Finding Glory in Squalor

“The job of the artist is always to deepen the mystery,” Bacon believed. He “could represent contrary things at once” the authors tell us. This is demonstrated over and over with anecdotes. Bacon mastered the art of concealment and display, ruthlessly excising the humdrum, the failures, the hard slog from his story, curating the character of a “great original”. Dedicating himself to futility with an all but religious fervor, he found glory in squalor, snatched grandeur from the banality of life.

This biography presents a mesmerizing portrait of a performer commanding the stage of the 20th century, delivering his lines to a public at times wildly applauding, at times gawking, appalled. “If there is a force field around people, his was ten times as strong,” his friend and painting subject Henrietta Moraes declared. All the set pieces are there for the taking: the time that he booed Princess Margaret for her off-key singing of cabaret songs; scurrilous tales from the Colony Club; the story of how he had a huge win in the casinos of Monte Carlo but then blew all his money on a villa so that, ten days later, he had barely the funds to get home.

Bacon in his London studio, 1985.

The recounting of riveting anecdotes is easy. Where this biography soars above rivals is where its authors, even while acknowledging the crafted performance, probe beneath the façade. Newcomers can meet the celebrated public figure: dramatic, queeny and confident, charming, generous and funny, fiercely unsentimental and fantastically talented. But celebrity, the authors write, “was a light that, concealing more than it revealed, enabled him to slip in and out of his persona. It certainly did not displace any masks that he wanted kept in place.”

Stevens and Swan analyze what lay beneath the mask. A growing sense of intimacy strikes. It begins with small details: Bacon’s youthful enjoyment of tennis (one friend recalls him ruthlessly running a fat female opponent from side to side of the court with remorselessly placed shots), his particular taste for Tiptree “Tiny Tip” Raspberry conserve. We sit on the edge of the bath with the wickedly amusing Michael Wishart watching him dress for a night out, applying foundation “with lightning dexterity born of long practice”, brushing brown Kiwi boot polish into his graying hair, whitening his teeth with Vim. We see a photograph of him naked bar his budgie-smuggling underpants. We are told — although the precise details remain secret (Bacon erupted in fury when probed) — that he, an emphatic atheist, was once shaken to the core by a religious experience.

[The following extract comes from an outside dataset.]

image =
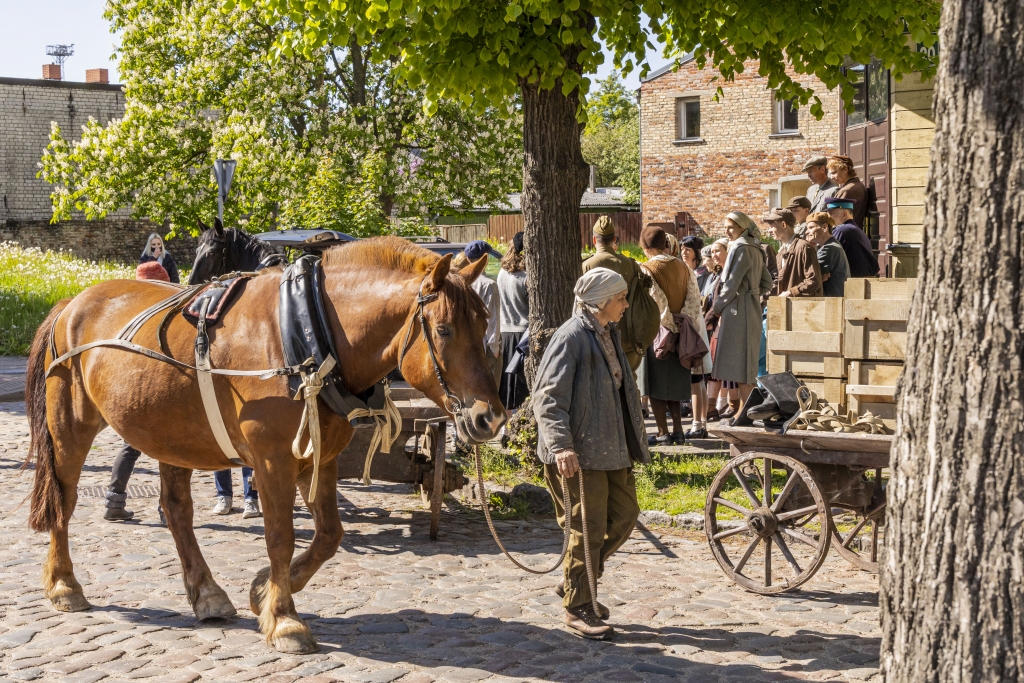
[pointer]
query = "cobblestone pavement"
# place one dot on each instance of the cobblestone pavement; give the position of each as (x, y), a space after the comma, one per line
(394, 606)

“If there is a force field around people, his was ten times as strong.”

This book’s true “revelation” is Bacon in all his mysterious complexity. He was not just “a radical master of the 20th-century stage who exulted in the dark arts”. He was simultaneously “an Englishman suffused with longing for the ordinary patterns of joy and solace denied him as a child and a young man”.

This is not a portrait of a myth. It is the story of a man. And when it comes to the figure of Francis Bacon, a biography that can make manifest this intrinsic paradox must surely count as definitive.